As liquidity returned and confidence improved, many of the same stocks recovered strongly within the next 12–18 months.
Investor Psychology & Market Cycles

These visuals clearly show how emotions like fear and greed influence buying and selling decisions.
Retail Participation and Sentiment After 2020
Post-2020, India saw a surge in retail participation. Millions of new demat accounts were opened, and retail investors became a major force in driving momentum-based rallies.
Sectors like defence, railways, and renewables experienced sharp price increases, sometimes running ahead of earnings growth. This does not mean fundamentals were ignored, but rather that optimism and narratives boosted demand faster than profits grew.
Such phases highlight how sentiment can temporarily dominate fundamentals.
Interest Rates, Inflation, and Market Mood (2022 Correction)

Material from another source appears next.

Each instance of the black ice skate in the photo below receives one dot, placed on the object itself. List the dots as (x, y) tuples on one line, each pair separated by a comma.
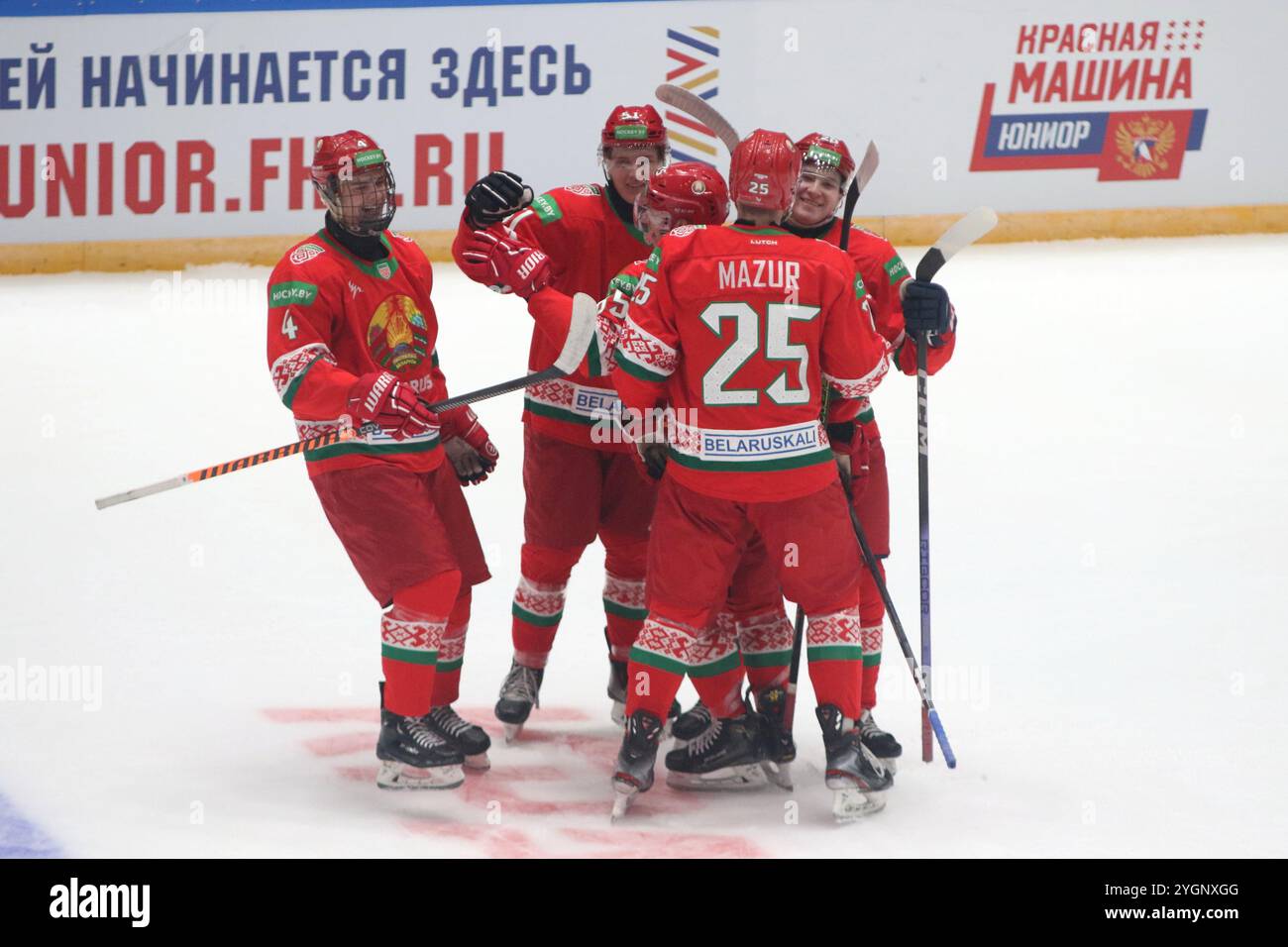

In 2022, rising inflation and aggressive global interest rate hikes impacted Indian equities. Higher rates reduced risk appetite and changed how investors valued future earnings.
Even companies with stable revenues and strong balance sheets saw corrections. The decline reflected a shift in sentiment and required returns, not an immediate deterioration in business quality.
The Long Term: Where Fundamentals Reassert Control
While sentiment and flows dominate short-term price movements, Indian markets have consistently shown that fundamentals matter over time.
Companies that grow earnings sustainably, maintain healthy balance sheets, and allocate capital efficiently tend to recover from downturns and compound value in the long run. Short-term volatility reflects emotion; long-term trends reflect business performance.
Market Psychology vs Long-Term Trend

Conclusion
Indian stock prices are not driven by financial statements alone. They are shaped by supply limitations, changing demand, and investor sentiment all influenced by expectations about an uncertain future.
Understanding these forces helps investors interpret market movements more clearly, avoid emotional reactions, and develop a more realistic view of how prices actually move.
When you see the stock market as a human marketplace rather than a purely mathematical system, its behaviour begins to make far more sense.